Dear Travel Agents,
Continuing our discussion about Tour Operators and DMCs (Destination Management Companies), I want to explore the concept of dealing with those types of companies that operate in other countries. Many times, travel agents think that they can save money by buying directly through these foreign operators and then adding their profit onto the package. They then sell the package directly to the traveling client and collect the payment.
Let me explain the risks of this procedure:
- The client will be paying the travel agent under contract and law of the US, or Canada, (depending on the agent’s location). If anything goes wrong, they can sue YOU, the travel agent.
- You, the travel agent, buy the tour package from a foreign company that observes the laws of a foreign country. Even the biggest company can go bankrupt, especially in a country where you don’t know anything about the economy.

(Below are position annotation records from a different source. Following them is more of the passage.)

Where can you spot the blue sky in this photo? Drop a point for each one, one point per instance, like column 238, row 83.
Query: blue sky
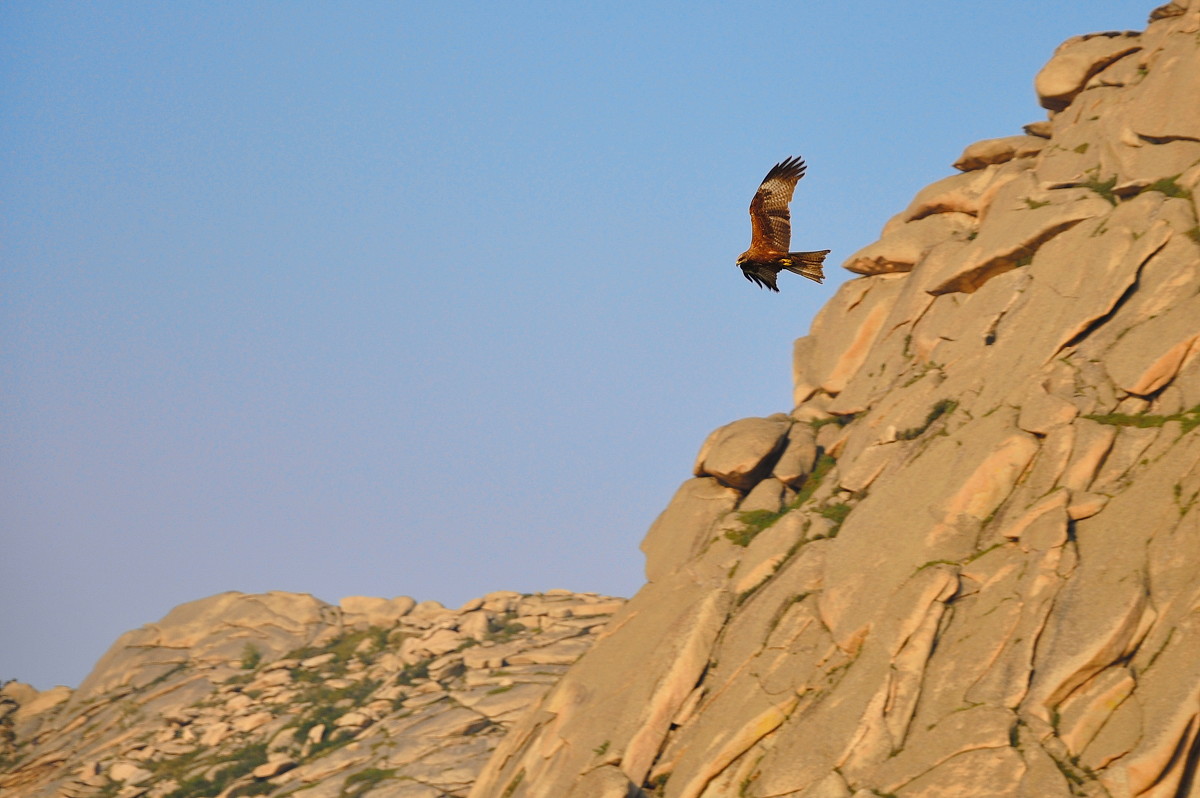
column 385, row 299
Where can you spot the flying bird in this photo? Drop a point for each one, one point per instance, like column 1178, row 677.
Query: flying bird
column 771, row 227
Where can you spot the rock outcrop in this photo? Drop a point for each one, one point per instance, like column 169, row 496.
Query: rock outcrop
column 967, row 563
column 283, row 694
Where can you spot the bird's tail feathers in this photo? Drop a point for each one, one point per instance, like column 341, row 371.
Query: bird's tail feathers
column 808, row 264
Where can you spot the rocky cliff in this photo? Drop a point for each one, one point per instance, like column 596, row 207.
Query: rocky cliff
column 285, row 695
column 967, row 563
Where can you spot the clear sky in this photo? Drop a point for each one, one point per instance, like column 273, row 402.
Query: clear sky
column 424, row 299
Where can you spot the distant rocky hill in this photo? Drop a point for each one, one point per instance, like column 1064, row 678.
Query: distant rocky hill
column 967, row 563
column 285, row 695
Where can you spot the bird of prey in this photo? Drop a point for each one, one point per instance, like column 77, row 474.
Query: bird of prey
column 771, row 228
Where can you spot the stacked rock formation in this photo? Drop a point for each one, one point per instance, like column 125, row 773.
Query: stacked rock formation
column 967, row 563
column 283, row 694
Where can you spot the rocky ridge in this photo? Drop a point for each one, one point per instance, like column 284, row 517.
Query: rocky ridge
column 282, row 694
column 967, row 563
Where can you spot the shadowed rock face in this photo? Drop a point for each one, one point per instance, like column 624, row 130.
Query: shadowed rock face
column 969, row 562
column 283, row 694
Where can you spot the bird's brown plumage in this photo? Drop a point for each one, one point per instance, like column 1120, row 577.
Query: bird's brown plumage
column 771, row 226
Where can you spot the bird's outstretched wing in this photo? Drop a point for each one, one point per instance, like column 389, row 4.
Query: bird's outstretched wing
column 769, row 221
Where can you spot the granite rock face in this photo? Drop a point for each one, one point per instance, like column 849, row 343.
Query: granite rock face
column 967, row 563
column 283, row 694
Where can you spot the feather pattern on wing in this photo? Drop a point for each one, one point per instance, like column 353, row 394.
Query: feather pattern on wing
column 769, row 220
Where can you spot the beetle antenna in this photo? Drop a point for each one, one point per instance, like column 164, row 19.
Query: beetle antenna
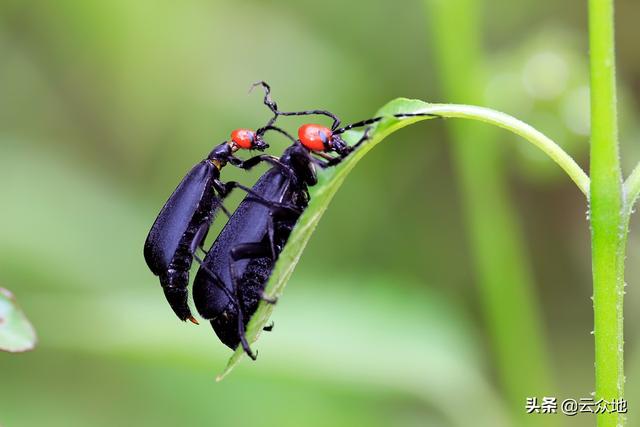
column 271, row 104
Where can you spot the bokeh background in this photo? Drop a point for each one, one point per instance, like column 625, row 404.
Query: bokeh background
column 449, row 279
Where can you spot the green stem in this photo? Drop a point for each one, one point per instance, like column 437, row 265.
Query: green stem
column 505, row 121
column 609, row 221
column 631, row 190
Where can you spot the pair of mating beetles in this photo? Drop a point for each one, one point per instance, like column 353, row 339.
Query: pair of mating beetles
column 230, row 281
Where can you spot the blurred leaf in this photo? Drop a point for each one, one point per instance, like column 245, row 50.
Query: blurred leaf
column 330, row 181
column 16, row 333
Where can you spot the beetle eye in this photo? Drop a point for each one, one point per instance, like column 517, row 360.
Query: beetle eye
column 243, row 138
column 314, row 137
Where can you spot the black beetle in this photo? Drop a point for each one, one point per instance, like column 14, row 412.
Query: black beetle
column 183, row 222
column 231, row 279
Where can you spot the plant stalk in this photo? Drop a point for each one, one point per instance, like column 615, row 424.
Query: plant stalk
column 609, row 217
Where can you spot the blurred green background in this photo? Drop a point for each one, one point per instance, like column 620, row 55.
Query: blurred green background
column 398, row 313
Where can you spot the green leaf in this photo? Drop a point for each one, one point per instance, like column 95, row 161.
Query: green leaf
column 330, row 181
column 16, row 333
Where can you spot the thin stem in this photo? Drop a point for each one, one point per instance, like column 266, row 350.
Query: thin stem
column 505, row 121
column 631, row 190
column 608, row 222
column 503, row 274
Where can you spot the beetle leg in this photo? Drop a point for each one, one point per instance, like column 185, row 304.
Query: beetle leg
column 237, row 290
column 218, row 282
column 252, row 162
column 254, row 250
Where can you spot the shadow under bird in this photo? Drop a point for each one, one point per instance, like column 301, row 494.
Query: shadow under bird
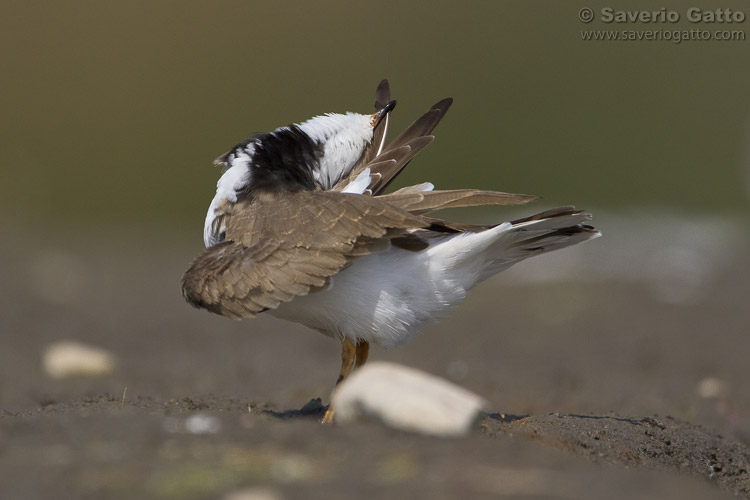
column 301, row 228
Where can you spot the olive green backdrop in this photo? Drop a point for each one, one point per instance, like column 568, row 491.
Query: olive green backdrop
column 113, row 111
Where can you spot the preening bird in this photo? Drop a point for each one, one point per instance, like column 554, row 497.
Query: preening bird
column 301, row 228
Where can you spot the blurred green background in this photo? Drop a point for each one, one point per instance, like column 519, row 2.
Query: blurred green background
column 113, row 111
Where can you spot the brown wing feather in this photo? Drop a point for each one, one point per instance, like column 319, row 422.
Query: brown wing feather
column 286, row 246
column 429, row 201
column 382, row 97
column 412, row 140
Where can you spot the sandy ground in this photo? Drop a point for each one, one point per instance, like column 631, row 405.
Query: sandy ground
column 598, row 388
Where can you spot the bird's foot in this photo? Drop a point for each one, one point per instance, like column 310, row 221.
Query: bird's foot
column 328, row 417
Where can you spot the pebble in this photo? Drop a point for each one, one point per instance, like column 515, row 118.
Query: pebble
column 68, row 358
column 407, row 399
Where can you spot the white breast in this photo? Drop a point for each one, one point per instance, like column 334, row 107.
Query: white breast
column 234, row 179
column 344, row 138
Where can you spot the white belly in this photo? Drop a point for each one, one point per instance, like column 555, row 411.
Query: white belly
column 387, row 297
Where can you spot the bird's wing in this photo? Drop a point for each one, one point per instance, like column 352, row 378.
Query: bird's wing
column 424, row 202
column 290, row 246
column 396, row 155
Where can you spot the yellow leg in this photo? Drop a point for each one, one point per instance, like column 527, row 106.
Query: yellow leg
column 348, row 357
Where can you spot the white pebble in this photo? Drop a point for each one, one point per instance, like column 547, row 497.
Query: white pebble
column 407, row 399
column 68, row 358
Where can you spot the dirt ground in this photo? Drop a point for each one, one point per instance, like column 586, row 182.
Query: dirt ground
column 598, row 390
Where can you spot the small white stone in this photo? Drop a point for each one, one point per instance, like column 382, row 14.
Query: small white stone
column 253, row 494
column 407, row 399
column 68, row 358
column 711, row 387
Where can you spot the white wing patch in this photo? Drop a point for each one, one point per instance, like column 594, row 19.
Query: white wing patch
column 344, row 138
column 360, row 184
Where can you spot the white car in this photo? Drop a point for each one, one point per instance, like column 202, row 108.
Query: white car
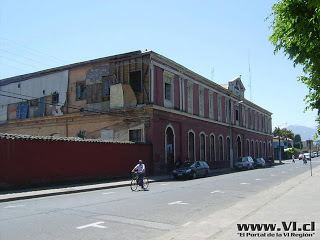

- If any problems or price changes on a tour package occur, the only recourse for the agent would be going after the foreign company. Hiring a foreign attorney and having to battle a fight in court in another country, based on their laws and rules, would be a nightmare.
Remember that “reputation” is a travel agent’s middle name. To build a solid business takes time, but to destroy it can take only seconds.
My recommendation is to deal only with solid tour operators in the US or Canada that represent DMCs and have a one-million-dollar errors and omissions insurance policy in place. Let your client sign a contract with those tour operators, and pay them directly while you, the travel agent, get your commission from them separately.
Work with tour operators who work only with travel agents, or those that respect the relationship between client/travel agent, like many cruise lines do.
Travel agents build their businesses with knowledge, spending quality time with their clients, and most importantly, by caring for each and every person they deal with.
Believe in yourself and protect your business!